How to Manage the
Coronavirus Business Impact
Steven Minsky | March 3, 2020
Don’t “wait and see what happens.”
Top public health officials urge Americans to prepare for a coronavirus crisis in U.S. A CDC official said, “It’s not so much a question of if this will happen anymore but rather more a question of exactly when.” This post is a corollary to my business continuity plan blog post on February 5th outlining how to incorporate the CDC planning tools into your existing BCP plans as you prepare for the Coronavirus business impact.
What will your organization do when the red on this global pandemic tracker in China looks similar on geographies across Europe and North America? What would happen to your organization if you experienced a sudden 40%+ reduction of your workforce due to illness? Is your organization in one of the many industries expected to experience serious revenue downturn from this outbreak? Are our organizations really as prepared as we think we are for the widely anticipated coronavirus pandemic, also known as Covid-19?
When I wrote a warning about the coronavirus on February 5th , many in our customer base took action. The business risks of Covid-19 are predictable and the impacts on our organizations, customers, vendors and communities are knowable.
Managing The Coronavirus Business Impact
Coronavirus Risk Management is a technique and software infrastructure that makes those impacts clear to your organization, industry, and geography. It generates a plan of action and provides a mechanism for communication and implementation. A risk management framework engages everyone in your organization to support the preparations and changes that need to happen. The result is a dramatic reduction in the negative impact from the event.
The key to effective risk management in times of rapid change is to drop these two assumptions from your business planning, especially when it comes to Covid-19 business preparation:
- “Let’s wait and see what happens.” – A natural tendency when the future is showing itself to be radically different than the present is to panic and yet do nothing, as fear itself or “paralysis through analysis” is debilitating. When the uncertainty lifts and all the factors are known to a reliable degree, it will be too late to make appropriate changes that could have and should have been made, which results in leaving your organization, customers, vendors and community unnecessarily vulnerable
- “All we need to do is get through this and things will return to normal.” – Human behavior rarely shifts quickly. However, with a major crisis, impacts from these events shift the market for the foreseeable future. A new normal sets in with new behaviors. All products and services need to adapt to this new reality. The better prepared your organization is to adapt, the more likely it will be to survive.

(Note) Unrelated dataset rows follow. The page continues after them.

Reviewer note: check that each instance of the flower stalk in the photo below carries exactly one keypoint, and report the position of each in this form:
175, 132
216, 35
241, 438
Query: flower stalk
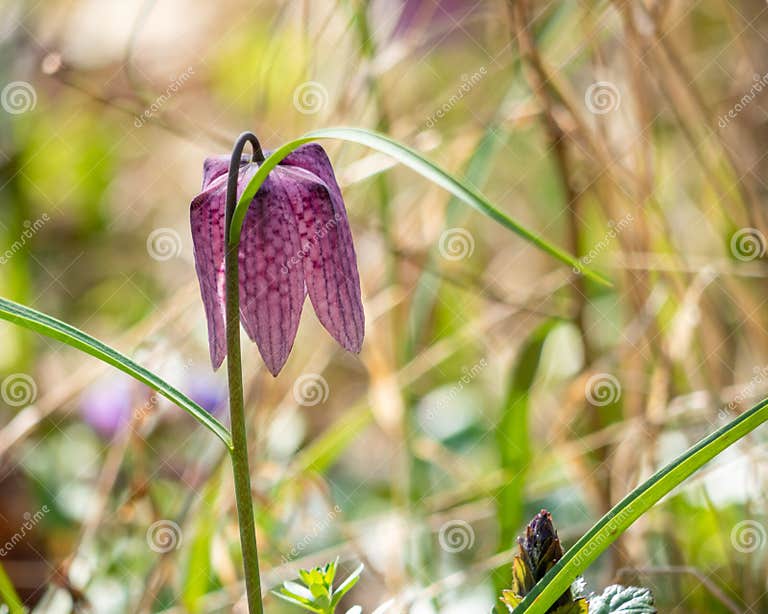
239, 452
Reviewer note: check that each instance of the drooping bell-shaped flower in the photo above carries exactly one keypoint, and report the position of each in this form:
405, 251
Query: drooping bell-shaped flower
295, 241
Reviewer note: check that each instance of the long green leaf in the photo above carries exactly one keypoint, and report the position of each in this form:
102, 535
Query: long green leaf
634, 505
9, 595
56, 329
513, 442
415, 161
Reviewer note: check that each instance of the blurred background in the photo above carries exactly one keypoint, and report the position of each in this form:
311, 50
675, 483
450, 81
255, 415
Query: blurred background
492, 382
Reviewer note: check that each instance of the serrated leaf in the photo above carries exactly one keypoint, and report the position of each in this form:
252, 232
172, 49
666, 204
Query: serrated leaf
295, 601
617, 599
580, 606
298, 591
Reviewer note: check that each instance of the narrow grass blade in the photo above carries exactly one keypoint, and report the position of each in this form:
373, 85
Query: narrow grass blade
8, 594
56, 329
634, 505
513, 442
415, 161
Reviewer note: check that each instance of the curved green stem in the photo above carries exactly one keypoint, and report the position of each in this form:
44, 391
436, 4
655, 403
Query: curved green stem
634, 505
42, 323
239, 452
415, 161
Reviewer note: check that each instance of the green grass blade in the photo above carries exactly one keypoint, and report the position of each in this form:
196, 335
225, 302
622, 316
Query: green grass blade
8, 594
56, 329
634, 505
415, 161
513, 442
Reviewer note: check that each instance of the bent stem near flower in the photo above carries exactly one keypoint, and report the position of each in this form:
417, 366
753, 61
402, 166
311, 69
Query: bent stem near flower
239, 451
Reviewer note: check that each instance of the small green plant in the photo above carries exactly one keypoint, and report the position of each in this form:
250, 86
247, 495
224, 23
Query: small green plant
315, 593
539, 551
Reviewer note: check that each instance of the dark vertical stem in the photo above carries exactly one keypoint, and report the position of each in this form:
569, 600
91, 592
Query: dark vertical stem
239, 452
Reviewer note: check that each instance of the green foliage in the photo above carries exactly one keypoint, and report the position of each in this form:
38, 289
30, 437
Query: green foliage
618, 599
634, 505
51, 327
415, 161
316, 592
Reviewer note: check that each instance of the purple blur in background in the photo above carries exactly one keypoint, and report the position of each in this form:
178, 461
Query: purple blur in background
107, 404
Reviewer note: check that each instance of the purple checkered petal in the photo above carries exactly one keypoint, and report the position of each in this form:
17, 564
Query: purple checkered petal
328, 254
272, 290
207, 219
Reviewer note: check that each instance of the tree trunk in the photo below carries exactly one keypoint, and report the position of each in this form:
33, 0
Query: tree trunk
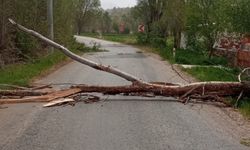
177, 39
200, 90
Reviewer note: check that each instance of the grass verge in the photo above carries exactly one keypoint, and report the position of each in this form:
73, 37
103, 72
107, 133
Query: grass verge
190, 57
22, 74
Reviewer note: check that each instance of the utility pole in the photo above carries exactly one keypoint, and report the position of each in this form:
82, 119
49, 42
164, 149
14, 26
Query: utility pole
50, 21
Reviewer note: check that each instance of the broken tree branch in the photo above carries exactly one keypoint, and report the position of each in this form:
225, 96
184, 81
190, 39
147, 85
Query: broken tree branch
77, 58
200, 90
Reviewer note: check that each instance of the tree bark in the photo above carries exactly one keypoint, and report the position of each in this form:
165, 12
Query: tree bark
79, 59
202, 89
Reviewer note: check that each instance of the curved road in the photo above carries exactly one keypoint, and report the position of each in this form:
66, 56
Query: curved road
119, 123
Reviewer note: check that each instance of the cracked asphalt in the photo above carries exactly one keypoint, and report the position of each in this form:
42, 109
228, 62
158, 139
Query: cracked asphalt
118, 123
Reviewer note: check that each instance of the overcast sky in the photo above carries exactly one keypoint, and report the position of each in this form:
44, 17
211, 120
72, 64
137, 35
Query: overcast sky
107, 4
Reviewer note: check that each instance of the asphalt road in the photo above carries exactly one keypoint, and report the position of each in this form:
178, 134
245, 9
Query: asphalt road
118, 123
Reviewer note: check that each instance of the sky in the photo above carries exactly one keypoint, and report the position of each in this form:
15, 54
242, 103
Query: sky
108, 4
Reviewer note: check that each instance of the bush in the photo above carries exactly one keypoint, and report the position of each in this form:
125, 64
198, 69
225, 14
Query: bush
158, 42
142, 38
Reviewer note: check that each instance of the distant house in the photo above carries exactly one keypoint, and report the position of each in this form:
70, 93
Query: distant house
236, 49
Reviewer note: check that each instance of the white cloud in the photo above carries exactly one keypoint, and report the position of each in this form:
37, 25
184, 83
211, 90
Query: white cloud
107, 4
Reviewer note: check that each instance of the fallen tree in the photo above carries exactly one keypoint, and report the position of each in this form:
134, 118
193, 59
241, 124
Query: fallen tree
200, 90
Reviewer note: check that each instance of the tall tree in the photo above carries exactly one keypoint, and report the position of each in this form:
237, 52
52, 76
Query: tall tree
83, 7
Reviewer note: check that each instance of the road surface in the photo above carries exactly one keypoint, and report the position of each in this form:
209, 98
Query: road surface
119, 123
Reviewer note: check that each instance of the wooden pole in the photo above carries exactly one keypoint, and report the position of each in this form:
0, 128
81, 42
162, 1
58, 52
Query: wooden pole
50, 21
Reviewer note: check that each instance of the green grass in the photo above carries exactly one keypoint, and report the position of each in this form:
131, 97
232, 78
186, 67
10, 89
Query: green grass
189, 57
213, 74
22, 74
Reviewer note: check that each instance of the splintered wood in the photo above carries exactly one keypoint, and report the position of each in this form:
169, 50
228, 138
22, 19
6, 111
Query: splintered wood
201, 90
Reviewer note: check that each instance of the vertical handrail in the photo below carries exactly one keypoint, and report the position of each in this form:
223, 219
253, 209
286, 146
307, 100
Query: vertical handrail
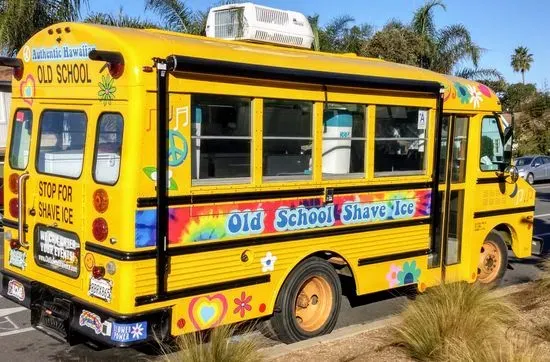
21, 194
162, 179
434, 211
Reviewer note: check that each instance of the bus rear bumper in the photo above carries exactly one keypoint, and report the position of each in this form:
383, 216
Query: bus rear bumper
537, 246
70, 319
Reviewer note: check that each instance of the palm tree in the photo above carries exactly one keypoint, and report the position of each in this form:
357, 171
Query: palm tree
446, 48
340, 35
120, 19
521, 61
423, 19
174, 14
21, 19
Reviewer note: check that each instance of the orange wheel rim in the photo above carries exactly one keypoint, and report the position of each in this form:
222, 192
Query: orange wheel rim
489, 262
313, 304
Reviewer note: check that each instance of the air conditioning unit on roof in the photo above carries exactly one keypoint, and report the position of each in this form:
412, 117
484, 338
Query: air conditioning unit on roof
251, 22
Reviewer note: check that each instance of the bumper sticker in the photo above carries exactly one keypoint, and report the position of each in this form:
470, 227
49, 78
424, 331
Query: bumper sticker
129, 332
16, 290
18, 259
93, 321
101, 288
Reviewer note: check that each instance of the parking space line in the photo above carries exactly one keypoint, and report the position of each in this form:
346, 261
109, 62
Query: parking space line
17, 331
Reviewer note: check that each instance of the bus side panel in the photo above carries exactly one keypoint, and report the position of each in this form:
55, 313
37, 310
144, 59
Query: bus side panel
267, 266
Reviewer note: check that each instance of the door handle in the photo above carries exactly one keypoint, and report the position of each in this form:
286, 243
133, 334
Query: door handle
21, 194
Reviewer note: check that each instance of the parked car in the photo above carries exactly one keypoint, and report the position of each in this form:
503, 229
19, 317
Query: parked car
533, 168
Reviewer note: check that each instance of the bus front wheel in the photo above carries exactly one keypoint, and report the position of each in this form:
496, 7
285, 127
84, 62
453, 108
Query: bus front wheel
493, 260
308, 304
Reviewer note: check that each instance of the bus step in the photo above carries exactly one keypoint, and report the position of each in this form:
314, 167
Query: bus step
54, 319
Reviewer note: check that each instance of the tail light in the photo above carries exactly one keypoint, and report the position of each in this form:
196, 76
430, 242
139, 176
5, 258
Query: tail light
14, 208
98, 272
100, 229
13, 182
101, 200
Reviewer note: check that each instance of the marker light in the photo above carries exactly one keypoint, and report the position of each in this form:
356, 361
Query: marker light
116, 69
14, 183
14, 208
15, 64
98, 272
114, 60
18, 72
100, 229
101, 200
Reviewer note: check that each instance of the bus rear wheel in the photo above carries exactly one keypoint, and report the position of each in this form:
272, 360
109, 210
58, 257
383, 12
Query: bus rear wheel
308, 304
493, 260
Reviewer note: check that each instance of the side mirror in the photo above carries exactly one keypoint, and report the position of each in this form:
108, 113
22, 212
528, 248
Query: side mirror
508, 132
513, 173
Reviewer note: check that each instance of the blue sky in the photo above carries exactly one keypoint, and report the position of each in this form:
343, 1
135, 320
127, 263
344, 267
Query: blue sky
496, 25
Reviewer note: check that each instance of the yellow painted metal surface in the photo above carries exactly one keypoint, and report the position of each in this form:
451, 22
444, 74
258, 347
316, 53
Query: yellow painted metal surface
50, 82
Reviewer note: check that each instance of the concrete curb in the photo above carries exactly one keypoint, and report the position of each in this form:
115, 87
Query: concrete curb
280, 350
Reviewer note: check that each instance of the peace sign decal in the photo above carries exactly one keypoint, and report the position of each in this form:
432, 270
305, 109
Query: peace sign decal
177, 148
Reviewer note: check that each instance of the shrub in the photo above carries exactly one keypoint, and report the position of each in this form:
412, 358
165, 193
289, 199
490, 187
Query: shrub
218, 345
454, 322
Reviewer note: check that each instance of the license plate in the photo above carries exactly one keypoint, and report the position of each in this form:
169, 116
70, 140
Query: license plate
101, 288
16, 290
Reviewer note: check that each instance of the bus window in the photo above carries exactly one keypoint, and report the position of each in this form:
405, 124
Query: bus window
492, 152
287, 141
221, 137
107, 148
21, 139
400, 139
62, 141
344, 140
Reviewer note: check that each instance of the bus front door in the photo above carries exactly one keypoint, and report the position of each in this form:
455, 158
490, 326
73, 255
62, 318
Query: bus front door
452, 189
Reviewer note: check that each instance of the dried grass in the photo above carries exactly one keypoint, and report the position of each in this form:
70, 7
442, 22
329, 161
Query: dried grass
219, 345
455, 322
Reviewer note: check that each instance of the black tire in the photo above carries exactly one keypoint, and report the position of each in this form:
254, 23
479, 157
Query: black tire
499, 268
284, 322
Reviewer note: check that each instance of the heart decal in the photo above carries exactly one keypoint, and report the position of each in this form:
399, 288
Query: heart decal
207, 311
27, 89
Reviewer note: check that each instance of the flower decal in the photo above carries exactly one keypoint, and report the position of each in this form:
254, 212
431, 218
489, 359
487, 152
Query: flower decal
268, 262
463, 93
137, 331
484, 90
243, 304
476, 94
151, 172
391, 277
107, 89
409, 274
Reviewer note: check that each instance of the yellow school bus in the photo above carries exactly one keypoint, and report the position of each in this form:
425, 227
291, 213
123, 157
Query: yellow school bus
285, 172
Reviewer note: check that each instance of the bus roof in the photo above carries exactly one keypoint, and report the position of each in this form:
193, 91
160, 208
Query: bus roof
140, 46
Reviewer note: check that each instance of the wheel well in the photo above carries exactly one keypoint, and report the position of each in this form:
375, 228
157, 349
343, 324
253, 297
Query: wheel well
506, 233
337, 261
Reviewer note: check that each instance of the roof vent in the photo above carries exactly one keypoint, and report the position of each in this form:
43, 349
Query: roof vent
257, 23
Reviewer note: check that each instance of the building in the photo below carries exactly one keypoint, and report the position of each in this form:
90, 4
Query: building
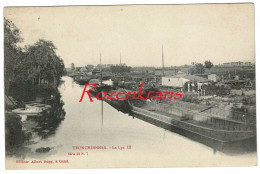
180, 81
212, 77
166, 71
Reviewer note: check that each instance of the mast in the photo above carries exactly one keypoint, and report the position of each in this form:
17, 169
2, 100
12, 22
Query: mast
120, 58
101, 87
162, 60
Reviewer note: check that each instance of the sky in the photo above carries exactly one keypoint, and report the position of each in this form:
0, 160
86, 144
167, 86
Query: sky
189, 33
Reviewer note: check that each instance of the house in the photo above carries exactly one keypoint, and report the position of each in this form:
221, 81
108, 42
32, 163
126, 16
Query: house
180, 81
166, 71
212, 77
83, 69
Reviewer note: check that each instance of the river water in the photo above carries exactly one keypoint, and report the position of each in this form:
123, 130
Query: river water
84, 125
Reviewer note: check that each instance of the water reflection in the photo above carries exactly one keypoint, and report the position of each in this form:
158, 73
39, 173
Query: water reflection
50, 121
72, 123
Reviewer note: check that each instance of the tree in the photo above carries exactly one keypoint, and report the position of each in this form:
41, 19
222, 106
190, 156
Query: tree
11, 52
72, 66
208, 64
43, 63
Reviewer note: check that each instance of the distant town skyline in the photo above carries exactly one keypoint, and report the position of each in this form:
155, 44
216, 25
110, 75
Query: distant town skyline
189, 33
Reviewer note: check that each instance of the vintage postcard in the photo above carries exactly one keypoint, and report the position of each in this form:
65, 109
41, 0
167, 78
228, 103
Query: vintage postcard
130, 86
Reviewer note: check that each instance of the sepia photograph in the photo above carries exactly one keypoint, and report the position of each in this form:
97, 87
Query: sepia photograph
129, 86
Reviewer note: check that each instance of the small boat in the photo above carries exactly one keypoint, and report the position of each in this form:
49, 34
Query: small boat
38, 105
29, 110
207, 132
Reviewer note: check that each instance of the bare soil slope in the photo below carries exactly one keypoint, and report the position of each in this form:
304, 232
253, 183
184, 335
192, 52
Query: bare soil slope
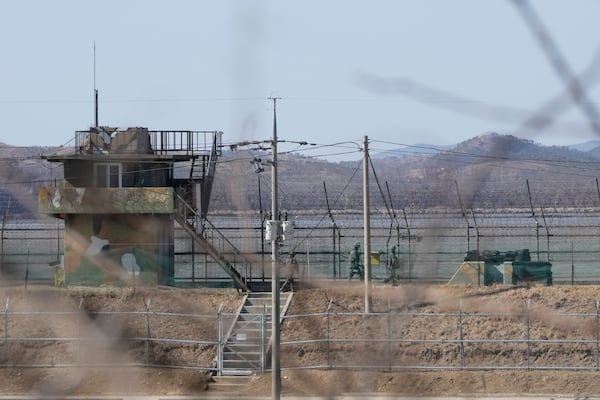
546, 303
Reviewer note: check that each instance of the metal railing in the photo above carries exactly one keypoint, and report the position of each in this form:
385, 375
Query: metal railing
223, 247
175, 141
388, 340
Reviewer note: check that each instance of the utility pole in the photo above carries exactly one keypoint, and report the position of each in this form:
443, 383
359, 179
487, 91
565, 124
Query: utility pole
95, 91
275, 233
367, 226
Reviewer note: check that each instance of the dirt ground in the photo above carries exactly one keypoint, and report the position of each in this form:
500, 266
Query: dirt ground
546, 303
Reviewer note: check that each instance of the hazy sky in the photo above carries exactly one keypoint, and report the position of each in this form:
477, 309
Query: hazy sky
399, 71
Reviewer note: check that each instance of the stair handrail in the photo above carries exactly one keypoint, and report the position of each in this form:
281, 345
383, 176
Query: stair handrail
191, 216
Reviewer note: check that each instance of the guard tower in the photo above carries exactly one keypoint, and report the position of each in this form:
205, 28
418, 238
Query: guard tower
122, 192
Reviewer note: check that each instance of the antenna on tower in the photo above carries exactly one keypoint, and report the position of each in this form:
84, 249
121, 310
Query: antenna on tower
95, 91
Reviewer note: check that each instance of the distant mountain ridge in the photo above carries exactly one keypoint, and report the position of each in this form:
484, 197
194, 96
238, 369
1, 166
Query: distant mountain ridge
489, 170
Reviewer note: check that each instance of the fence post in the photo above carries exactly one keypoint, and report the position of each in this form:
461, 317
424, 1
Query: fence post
528, 330
597, 335
327, 335
6, 332
262, 339
79, 317
27, 270
220, 340
461, 337
147, 304
389, 322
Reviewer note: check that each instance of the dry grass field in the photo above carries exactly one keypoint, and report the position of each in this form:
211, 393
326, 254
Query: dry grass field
547, 304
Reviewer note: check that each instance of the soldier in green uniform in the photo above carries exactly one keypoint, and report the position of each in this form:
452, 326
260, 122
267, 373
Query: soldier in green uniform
355, 266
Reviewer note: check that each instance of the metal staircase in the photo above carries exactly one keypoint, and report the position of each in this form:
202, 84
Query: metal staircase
247, 344
238, 267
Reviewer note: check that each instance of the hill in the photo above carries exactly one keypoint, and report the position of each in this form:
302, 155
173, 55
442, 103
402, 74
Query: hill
487, 171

Turn fear and panic into productive and proactive practical steps to prepare.
The Dow Jones has recently had its worst week since the 2008 financial crisis; however, there is still time to use risk management techniques to take action before the next series of disruption strikes.
The current wave of infections in China will likely begin to drop off each month from now through May 2020. However, expect to see the coronavirus resurge in Asia as a second wave of infections begin in September of this year and widespread infections during the peak contagion months from December 2020 through March 2021. The seasonal flu already kills 291,000 to 646,000 people worldwide each year. The World Health Organization estimates that worldwide, annual influenza epidemics result in about 3-5 million cases of severe illness per year. The coronavirus, although the data is not yet validated, shows early indications of being 10 to 20 times more virulent due to lack of immunity and vaccines.
There are some overwhelming implications that we might want to deny or ignore since they haven’t happened yet. Risk Management for Enterprises is the discipline of managing the uncertainty of what has not yet happened and putting plans in place to manage the likely outcomes. Enterprise Risk Management has been proven to dramatically reduce the uncertainty for organizations both in planning and in execution.
The risks are the same for all organizations, but the manifestations of these risks in likelihood and severity are different depending on the industry and geography. This is the most important part when considering the Coronavirus business impact. All operational risks and therefore all outcomes are predictable.
With, what I believe to be, about eight months of planning, there is more than enough time to act now to know how these risks will impact your organization and put specific plans in place, communicate with key stakeholders internally and externally, and manage execution as these risks materialize. Risk management takes the paralyzing fear out of the equation and replaces it with methodical and logical preparedness and action.